Durante a conversa, o golpista persuadiu a vítima com assuntos ligados a movimentações financeiras e outros assuntos pessoais que somente alguém ligado ao banco saberia, entre elas: transações, compras e recarga de aparelho celular. “Toda a ligação foi feita através do canal oficial. Como foi assim eles ganharam a confiança do meu pai”, disse o filho da vítima.
Após ter passado todos os dados, a vítima realizou empréstimos de R$ 19 mil, R$ 5,5 mil, transações no cartão de crédito no valor de R$ 4 mil, R$ 2 mil e duas tentativas de R$ 1,8 mil e outras duas tentativas de Pix no valor de R$ 5,9 mil, que não foram concretizadas porque o cartão foi bloqueado. Devido ao bloqueio, os golpistas sugeriram que a vítima fosse até a agência para finalizar as transações e em seguida, bloqueou o acesso digital (aplicativo) dele.

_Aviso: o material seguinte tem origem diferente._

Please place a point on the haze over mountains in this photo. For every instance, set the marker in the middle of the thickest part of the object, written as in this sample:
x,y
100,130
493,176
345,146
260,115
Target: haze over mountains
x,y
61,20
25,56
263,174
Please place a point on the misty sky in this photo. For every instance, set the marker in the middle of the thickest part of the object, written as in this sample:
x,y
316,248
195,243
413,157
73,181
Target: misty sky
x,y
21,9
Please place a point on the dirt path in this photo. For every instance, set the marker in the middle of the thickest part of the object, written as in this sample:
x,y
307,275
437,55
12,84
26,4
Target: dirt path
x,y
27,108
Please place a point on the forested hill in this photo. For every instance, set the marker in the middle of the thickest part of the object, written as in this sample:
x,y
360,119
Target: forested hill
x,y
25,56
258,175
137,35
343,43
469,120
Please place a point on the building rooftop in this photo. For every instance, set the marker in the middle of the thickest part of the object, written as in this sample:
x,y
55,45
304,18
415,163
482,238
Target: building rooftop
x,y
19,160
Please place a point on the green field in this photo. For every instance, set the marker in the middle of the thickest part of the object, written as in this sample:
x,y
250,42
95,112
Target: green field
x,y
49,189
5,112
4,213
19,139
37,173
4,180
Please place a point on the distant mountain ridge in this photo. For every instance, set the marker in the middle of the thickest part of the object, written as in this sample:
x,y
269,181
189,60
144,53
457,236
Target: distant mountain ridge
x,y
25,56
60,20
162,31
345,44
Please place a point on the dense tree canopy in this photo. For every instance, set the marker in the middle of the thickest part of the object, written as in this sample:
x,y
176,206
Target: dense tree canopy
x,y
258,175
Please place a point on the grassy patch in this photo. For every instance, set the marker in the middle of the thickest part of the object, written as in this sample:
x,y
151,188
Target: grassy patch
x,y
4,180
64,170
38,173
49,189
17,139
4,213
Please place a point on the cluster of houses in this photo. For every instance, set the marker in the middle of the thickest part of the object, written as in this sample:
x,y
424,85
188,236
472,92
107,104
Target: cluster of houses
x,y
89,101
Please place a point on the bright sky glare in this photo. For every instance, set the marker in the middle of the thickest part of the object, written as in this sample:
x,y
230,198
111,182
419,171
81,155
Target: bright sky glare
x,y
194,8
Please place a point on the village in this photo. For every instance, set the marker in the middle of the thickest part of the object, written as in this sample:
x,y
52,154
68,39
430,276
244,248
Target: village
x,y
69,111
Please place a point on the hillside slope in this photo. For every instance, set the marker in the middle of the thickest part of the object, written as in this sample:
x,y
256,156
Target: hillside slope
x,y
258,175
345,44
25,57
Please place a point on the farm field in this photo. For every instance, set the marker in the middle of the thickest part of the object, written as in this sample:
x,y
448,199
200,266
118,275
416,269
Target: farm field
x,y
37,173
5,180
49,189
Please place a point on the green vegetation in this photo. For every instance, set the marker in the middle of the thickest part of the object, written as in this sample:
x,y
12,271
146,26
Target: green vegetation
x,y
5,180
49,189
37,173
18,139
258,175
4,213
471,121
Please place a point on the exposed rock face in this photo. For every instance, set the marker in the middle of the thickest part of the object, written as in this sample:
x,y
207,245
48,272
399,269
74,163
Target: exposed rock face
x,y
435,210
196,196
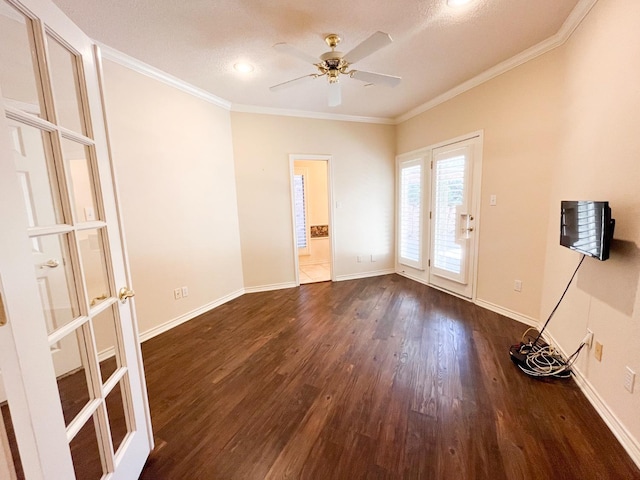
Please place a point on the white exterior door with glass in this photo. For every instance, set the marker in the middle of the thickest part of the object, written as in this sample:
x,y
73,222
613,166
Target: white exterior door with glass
x,y
454,217
69,355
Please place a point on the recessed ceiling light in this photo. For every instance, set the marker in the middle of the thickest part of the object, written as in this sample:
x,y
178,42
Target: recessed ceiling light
x,y
243,67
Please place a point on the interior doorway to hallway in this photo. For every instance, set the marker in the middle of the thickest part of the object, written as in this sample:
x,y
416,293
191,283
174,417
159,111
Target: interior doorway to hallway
x,y
312,218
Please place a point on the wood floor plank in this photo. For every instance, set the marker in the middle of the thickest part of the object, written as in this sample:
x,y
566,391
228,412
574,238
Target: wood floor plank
x,y
378,378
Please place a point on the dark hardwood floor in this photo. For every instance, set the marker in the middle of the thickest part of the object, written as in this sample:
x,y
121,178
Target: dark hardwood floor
x,y
374,378
379,378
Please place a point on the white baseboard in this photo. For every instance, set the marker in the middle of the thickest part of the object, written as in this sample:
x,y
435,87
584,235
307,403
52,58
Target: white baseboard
x,y
355,276
155,331
268,288
413,277
519,317
628,442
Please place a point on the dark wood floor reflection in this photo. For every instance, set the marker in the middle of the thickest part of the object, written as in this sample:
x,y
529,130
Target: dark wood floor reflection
x,y
379,378
372,378
74,395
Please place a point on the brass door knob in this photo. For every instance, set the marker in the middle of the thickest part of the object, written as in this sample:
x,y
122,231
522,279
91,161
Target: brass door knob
x,y
125,293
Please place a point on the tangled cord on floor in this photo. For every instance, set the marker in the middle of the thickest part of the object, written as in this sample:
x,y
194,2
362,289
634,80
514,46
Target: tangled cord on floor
x,y
537,358
543,360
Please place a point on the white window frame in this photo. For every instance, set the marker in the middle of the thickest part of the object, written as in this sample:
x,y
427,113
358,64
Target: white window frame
x,y
404,164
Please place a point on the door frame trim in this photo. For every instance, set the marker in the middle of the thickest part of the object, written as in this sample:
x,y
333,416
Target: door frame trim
x,y
427,153
332,236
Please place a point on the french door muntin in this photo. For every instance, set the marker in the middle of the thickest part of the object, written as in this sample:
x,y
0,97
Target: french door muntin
x,y
46,427
454,205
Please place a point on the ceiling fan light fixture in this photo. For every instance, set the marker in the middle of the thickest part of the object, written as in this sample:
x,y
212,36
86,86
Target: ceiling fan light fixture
x,y
243,67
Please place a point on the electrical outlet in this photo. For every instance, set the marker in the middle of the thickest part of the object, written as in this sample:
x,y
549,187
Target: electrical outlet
x,y
629,379
588,339
598,352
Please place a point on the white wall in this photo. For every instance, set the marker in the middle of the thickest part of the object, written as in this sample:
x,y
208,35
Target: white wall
x,y
317,199
519,114
563,126
599,159
363,186
174,166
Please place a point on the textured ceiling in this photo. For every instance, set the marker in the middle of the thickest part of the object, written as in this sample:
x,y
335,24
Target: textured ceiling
x,y
435,48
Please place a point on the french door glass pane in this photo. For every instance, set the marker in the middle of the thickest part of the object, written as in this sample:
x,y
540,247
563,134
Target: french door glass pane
x,y
10,463
56,281
32,158
104,328
76,157
94,262
17,56
117,417
300,211
66,91
449,194
410,212
71,371
85,453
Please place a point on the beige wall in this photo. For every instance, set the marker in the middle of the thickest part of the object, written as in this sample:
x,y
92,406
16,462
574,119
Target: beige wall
x,y
317,197
518,112
362,179
599,159
174,164
563,126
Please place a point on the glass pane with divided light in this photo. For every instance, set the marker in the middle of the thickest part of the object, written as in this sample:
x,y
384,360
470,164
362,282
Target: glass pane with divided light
x,y
56,280
105,331
77,161
19,65
66,86
118,421
94,263
72,374
32,158
85,452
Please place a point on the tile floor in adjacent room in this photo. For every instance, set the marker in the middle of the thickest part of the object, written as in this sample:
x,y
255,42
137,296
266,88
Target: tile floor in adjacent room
x,y
319,272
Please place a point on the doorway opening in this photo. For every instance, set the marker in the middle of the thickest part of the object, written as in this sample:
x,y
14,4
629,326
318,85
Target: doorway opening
x,y
313,233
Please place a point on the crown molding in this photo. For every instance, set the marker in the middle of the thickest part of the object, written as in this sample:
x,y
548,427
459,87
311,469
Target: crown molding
x,y
580,11
134,64
314,115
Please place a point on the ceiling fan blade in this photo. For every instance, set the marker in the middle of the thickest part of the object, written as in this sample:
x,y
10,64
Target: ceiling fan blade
x,y
294,52
376,78
372,44
335,94
290,83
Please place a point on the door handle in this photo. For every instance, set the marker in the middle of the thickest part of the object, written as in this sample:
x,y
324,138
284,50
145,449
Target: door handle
x,y
125,293
51,263
3,312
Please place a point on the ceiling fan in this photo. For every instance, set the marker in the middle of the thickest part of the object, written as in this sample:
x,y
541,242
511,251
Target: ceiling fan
x,y
334,63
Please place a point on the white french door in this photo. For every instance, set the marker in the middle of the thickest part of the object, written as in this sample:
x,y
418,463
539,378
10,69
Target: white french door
x,y
69,355
453,216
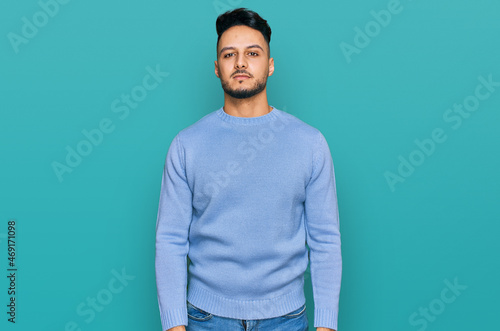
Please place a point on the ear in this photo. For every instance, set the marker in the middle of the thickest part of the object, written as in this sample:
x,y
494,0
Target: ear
x,y
216,69
271,66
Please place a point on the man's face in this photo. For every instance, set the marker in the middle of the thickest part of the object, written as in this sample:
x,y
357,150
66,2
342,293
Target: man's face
x,y
243,62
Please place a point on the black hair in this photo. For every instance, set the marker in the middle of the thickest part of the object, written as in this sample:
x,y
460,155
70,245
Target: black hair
x,y
243,16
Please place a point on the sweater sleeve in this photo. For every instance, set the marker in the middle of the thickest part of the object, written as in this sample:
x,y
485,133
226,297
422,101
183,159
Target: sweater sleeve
x,y
172,228
323,237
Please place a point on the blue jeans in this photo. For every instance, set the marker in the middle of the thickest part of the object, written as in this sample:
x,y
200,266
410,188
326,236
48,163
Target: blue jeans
x,y
199,320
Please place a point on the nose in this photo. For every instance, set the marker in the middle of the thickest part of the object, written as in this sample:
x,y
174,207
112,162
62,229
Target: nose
x,y
240,62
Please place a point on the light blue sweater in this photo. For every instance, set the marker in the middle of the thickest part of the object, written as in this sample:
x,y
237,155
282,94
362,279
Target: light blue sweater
x,y
241,196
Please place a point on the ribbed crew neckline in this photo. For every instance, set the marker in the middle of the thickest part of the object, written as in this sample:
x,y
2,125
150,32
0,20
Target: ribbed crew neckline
x,y
247,120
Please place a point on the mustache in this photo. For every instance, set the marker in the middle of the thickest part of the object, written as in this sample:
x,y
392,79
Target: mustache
x,y
241,72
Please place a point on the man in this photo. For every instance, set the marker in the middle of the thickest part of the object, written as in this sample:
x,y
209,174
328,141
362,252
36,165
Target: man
x,y
244,189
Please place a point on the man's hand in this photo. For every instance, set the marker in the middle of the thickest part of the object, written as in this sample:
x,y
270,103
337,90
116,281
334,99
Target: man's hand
x,y
177,328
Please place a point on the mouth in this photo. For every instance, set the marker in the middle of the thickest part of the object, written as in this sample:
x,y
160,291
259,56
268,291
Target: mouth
x,y
241,77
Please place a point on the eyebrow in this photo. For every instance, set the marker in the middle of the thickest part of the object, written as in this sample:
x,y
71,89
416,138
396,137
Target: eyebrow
x,y
231,47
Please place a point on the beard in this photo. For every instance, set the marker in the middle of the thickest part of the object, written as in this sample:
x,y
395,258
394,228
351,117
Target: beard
x,y
258,87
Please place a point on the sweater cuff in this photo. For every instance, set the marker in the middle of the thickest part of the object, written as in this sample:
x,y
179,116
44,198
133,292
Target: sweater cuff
x,y
173,317
325,318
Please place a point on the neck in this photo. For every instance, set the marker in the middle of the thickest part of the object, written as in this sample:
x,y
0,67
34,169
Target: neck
x,y
249,107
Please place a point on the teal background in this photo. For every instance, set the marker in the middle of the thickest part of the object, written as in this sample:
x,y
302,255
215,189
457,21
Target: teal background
x,y
399,246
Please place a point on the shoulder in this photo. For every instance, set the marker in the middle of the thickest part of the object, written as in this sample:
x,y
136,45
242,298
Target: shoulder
x,y
299,128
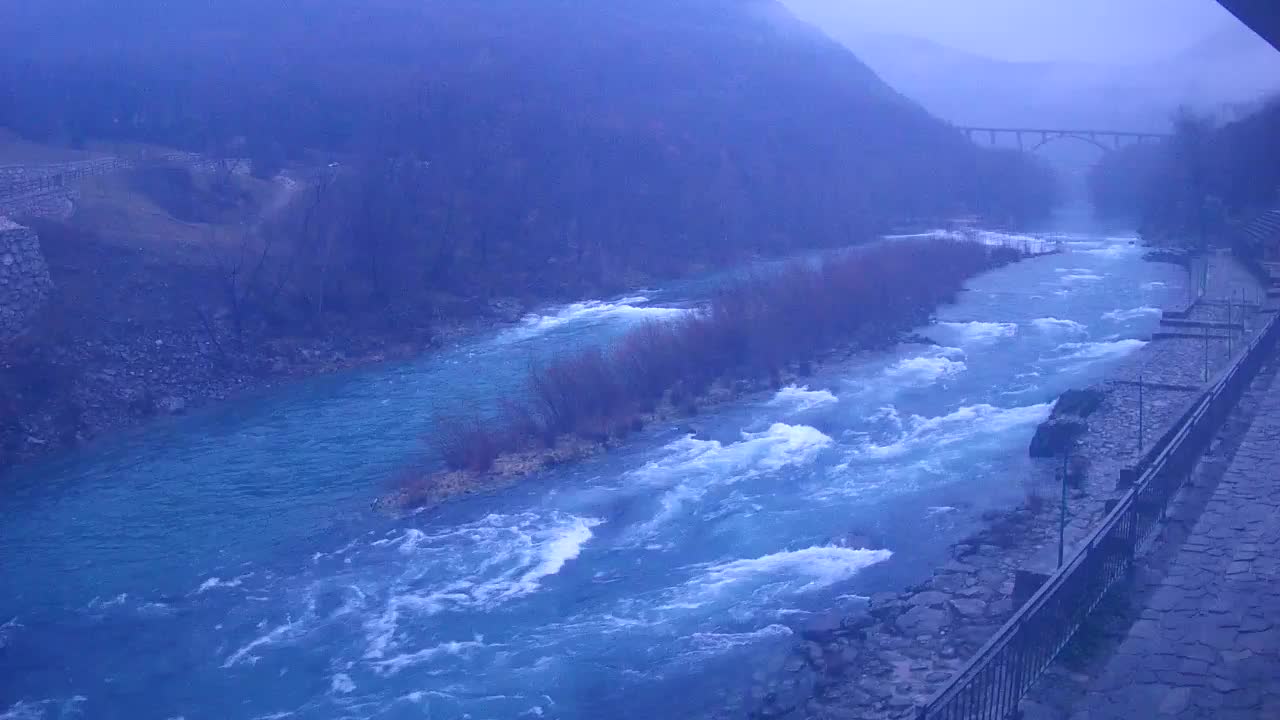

“Só quando o meu pai chegou na agência que fomos saber do rombo… O banco pediu para que fizéssemos um Boletim de Ocorrência, que foi feito em Alfenas e a conta foi bloqueada, agora vamos tentar bloquear esse financiamento que foi feito”, comentou o filho da vítima.
Além de todos os empréstimos e as transações do cartão de crédito, a vítima também perdeu R$ 11 mil e mais R$ 5 mil de aplicações/investimentos. Além disso, os golpistas conseguiram aumentar o limite do cartão de crédito para os gastos, burlando o sistema de segurança do banco. “Como eles conseguiram fazer o empréstimo no nome do meu pai se só quem pode fazer isso é o gerente?”, contestou.
Em resposta a família, o banco disse que conseguiu contestar o uso do cartão de crédito, e que irá ressarcir no final da fatura de janeiro. Já com relação ao empréstimo, o banco irá contestar com o uso do Boletim de Ocorrência, entrando em contato com a agência que recebeu os valores, caso os valores ainda estejam lá, é possível remover, caso não esteja, será necessário um processo maior. “Meu pai está confiante que iremos resolver, ou pelo banco, ou pela lei”, afirmou o filho da vítima na entrevista.
Somado, o golpe chega a R$ 48 mil reais.